Title Automated Inference regarding Goals in Elite Football Data
Summary Automated Inference regarding Goals in Elite Football Data

Jordet, G., Aksum, K. M., Pedersen, D. N., Walvekar, A., Trivedi, A., McCall, A., ... & Priestley, D. (2020). Scanning, contextual factors, and association with performance in english premier league footballers: an investigation across a season. Frontiers in psychology, 11, 553813.

Decroos, T., & Davis, J. (2019, September). Player vectors: Characterizing soccer players’ playing style from match event streams. In Joint European conference on machine learning and knowledge discovery in databases (pp. 569-584). Springer, Cham.

Supervisor Andreas, Summrina, Kunru, Martin
Level Master
Status Open

Goal: To automatically infer/detect goal-related patterns in elite football data

Motivation: Football/soccer is the most popular sport in the world, with approx. 4 billion fans and a estimated market size of $1883.46 million in 2019, and also accordingly the most studied in the AI literature.

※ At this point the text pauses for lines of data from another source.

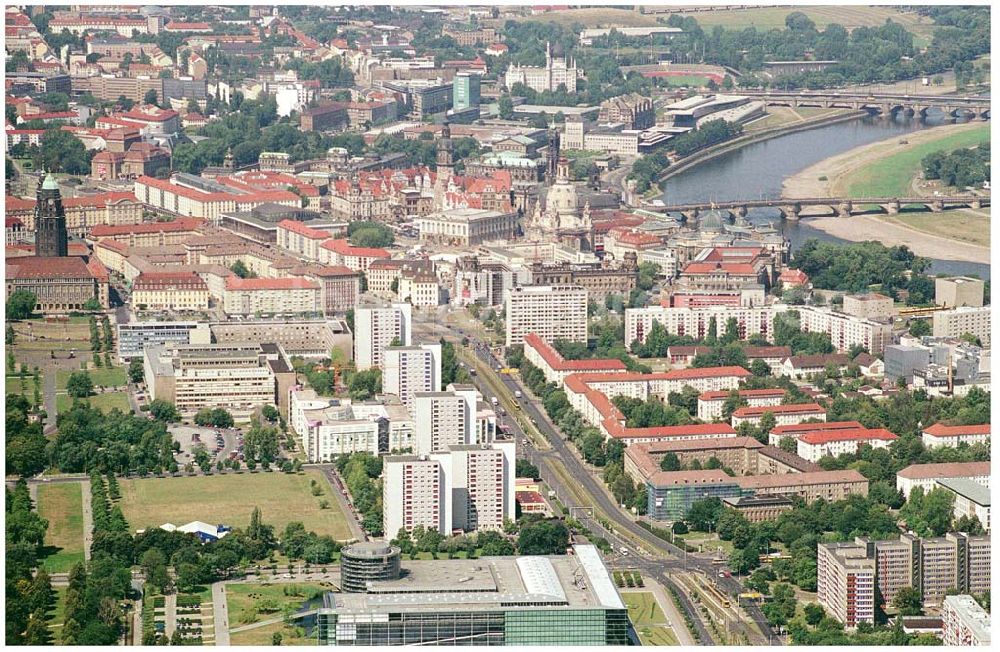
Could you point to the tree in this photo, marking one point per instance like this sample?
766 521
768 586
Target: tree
136 373
164 411
365 384
21 304
79 384
544 537
908 601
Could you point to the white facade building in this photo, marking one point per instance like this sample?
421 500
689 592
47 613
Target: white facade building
376 328
411 369
553 312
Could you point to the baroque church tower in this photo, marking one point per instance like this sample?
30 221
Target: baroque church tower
50 220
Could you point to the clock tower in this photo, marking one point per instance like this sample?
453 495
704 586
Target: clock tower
50 220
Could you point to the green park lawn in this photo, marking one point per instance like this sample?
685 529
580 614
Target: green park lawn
230 499
62 506
892 175
251 603
647 618
101 377
105 402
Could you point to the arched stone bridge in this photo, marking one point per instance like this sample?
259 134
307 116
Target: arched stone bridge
883 103
840 206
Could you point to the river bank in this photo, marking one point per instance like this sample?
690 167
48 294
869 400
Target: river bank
831 177
960 235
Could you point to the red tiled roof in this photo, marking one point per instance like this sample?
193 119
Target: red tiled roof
344 248
862 434
49 267
744 393
941 430
291 283
807 408
180 224
556 361
303 230
811 427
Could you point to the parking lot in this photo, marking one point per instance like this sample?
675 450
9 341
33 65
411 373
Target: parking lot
222 444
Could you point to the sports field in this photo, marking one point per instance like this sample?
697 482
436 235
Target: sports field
62 506
231 498
104 402
647 618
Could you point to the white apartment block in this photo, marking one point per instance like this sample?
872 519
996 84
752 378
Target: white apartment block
466 487
926 476
845 583
695 321
329 427
442 420
710 404
553 312
814 446
481 483
967 319
407 370
964 622
845 330
376 328
939 435
412 490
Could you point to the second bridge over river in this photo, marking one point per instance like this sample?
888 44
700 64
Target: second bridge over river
841 206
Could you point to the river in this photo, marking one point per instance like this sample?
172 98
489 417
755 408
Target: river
758 170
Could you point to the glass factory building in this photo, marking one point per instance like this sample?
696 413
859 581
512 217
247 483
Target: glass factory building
531 600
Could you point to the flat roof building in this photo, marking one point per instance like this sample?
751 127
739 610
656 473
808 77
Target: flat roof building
552 600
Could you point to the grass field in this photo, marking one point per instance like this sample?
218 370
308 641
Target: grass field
963 225
102 377
648 619
250 603
594 17
893 175
263 636
764 18
105 402
230 499
62 506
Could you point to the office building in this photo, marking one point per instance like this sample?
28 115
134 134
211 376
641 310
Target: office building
134 337
872 305
961 321
239 378
367 561
466 90
670 494
552 312
958 291
328 427
845 583
941 435
407 370
567 600
926 476
377 329
964 622
814 446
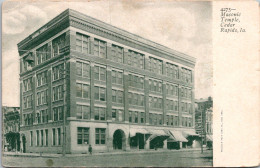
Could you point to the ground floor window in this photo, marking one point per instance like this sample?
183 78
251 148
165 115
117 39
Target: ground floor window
46 137
100 136
83 135
31 138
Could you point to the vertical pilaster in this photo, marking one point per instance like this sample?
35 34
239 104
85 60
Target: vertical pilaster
34 98
146 62
126 104
125 55
49 50
193 100
67 38
70 78
146 99
92 91
179 106
91 41
164 103
21 103
49 99
109 51
164 68
109 94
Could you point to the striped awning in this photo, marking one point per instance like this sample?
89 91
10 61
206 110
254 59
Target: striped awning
158 133
177 136
209 138
134 131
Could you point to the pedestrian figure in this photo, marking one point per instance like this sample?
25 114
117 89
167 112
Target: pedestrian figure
90 149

Work is ongoing all over the world to detect football events in association games and leverage insights to provide enhanced performance, but there is a need for more automation (much remains hand-coded) and some uncertainty exists with regard to exactly what can be done with the data.

Challenge: Various challenges exist: Recently it's become possible to get data using computer vision not just for one's own team, but also for opposing teams, but it's not clear how to best use these data and tie them to performance, and a single game can result in very many data related to player and ball positions; i.e., various companies provide reports of games, but they are mostly just descriptive, with simple metrics; more analysis should be possible. (As well, although there is much data in general, football is a game in which few goals are scored (e.g. compared to tennis, baseball, or basketball), which is a challenge for machine learning algorithms that require many data, and has many players (11 on the pitch), resulting in high complexity.)

Approach: Both theory and practice will be explored. First, we will identify theoretical gaps in the literature related to how such data could be used. Second, we will explore the practical side, starting with using some kind of statistical/machine learning approach to try to reproduce the performance of some current hand-picked heuristic scores regarding goals. Third, we will explore more advanced kinds of inference, possibly using LSTMs or other techniques. Elite sports data obtained from the Norwegian Women's team, which was ranked 11th in the world in 2020, will be used.

Expected outcomes: a thesis report, code, video. Ideally the results should be sufficient to form the basis for a paper.